Proactively identify, monitor and communicate global customer needs / requirements related to process and / or technology performance and improvements as the need arises, across TA / Regions / Functions.

Accountable for ensuring process and / or technology interfaces are optimized across Statistics, Data and Analytics.

Process Improvement :

Continually seek and implement means of improving processes to reduce cycle time and decrease work effort to improve the return of the investment of the assets managed.

Basic Requirements :

Bachelor's degree ideally in a scientific area

Minimum 5 years of clinical trial data experience in drug development in areas intersecting (e.g. clinical operations, statistics, information technology, health outcomes, regulatory, etc.)

Qualified candidates must be legally authorized to be employed in the United States. Lilly does not anticipate providing sponsorship for employment visa status (e.g., H-1B or TN status) for this employment position.

Preferred Qualifications :

• In depth experience with SDTM, ADaM, PK / PD, and other data
• Experience with R, Python and SAS
• Strong technical experience and understanding of the data submission process in clinical data trials.
• Experience with project management and leading without authority, while influencing submission teams and reporting to stakeholders
• Understanding the regulatory guidelines and current expectations (FDA, PMDA, etc) along with experience with RIM
• Pinnacle 21 experience, define .xml, OSI, and other submission data deliverables

Lilly is dedicated to helping individuals with disabilities to actively engage in the workforce, ensuring equal opportunities when vying for positions. If you require accommodation to submit a resume for a position at Lilly, please complete the accommodation request form for further assistance.

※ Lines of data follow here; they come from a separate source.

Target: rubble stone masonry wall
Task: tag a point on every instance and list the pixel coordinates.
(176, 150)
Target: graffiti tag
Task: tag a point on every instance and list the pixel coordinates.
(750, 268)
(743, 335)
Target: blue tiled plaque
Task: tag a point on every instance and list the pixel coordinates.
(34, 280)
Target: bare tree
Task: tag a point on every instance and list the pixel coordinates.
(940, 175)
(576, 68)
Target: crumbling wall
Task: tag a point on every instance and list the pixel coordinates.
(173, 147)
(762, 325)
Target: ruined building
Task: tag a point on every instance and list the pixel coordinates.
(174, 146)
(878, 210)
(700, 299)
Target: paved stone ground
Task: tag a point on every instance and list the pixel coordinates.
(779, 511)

Lilly is proud to be an EEO Employer and does not discriminate on the basis of age, race, color, religion, gender identity, sex, gender expression, sexual orientation, genetic information, ancestry, national origin, protected veteran status, disability, or any other legally protected status.

Our employee resource groups (ERGs) offer strong support networks for their members and are open to all employees. Our current groups include : Africa, Middle East, Central Asia Network, Black Employees at Lilly, Chinese Culture Network, Japanese International Leadership Network (JILN), Lilly India Network, Organization of Latinx at Lilly (OLA), PRIDE (LGBTQ+ Allies), Veterans Leadership Network (VLN), Women's Initiative for Leading at Lilly (WILL), enAble (for people with disabilities). Learn more about all of our groups.

Actual compensation will depend on a candidate's education, experience, skills, and geographic location. The anticipated wage for this position is $111,000 - $162,800. Full-time equivalent employees also will be eligible for a company bonus (depending, in part, on company and individual performance). In addition, Lilly offers a comprehensive benefit program to eligible employees.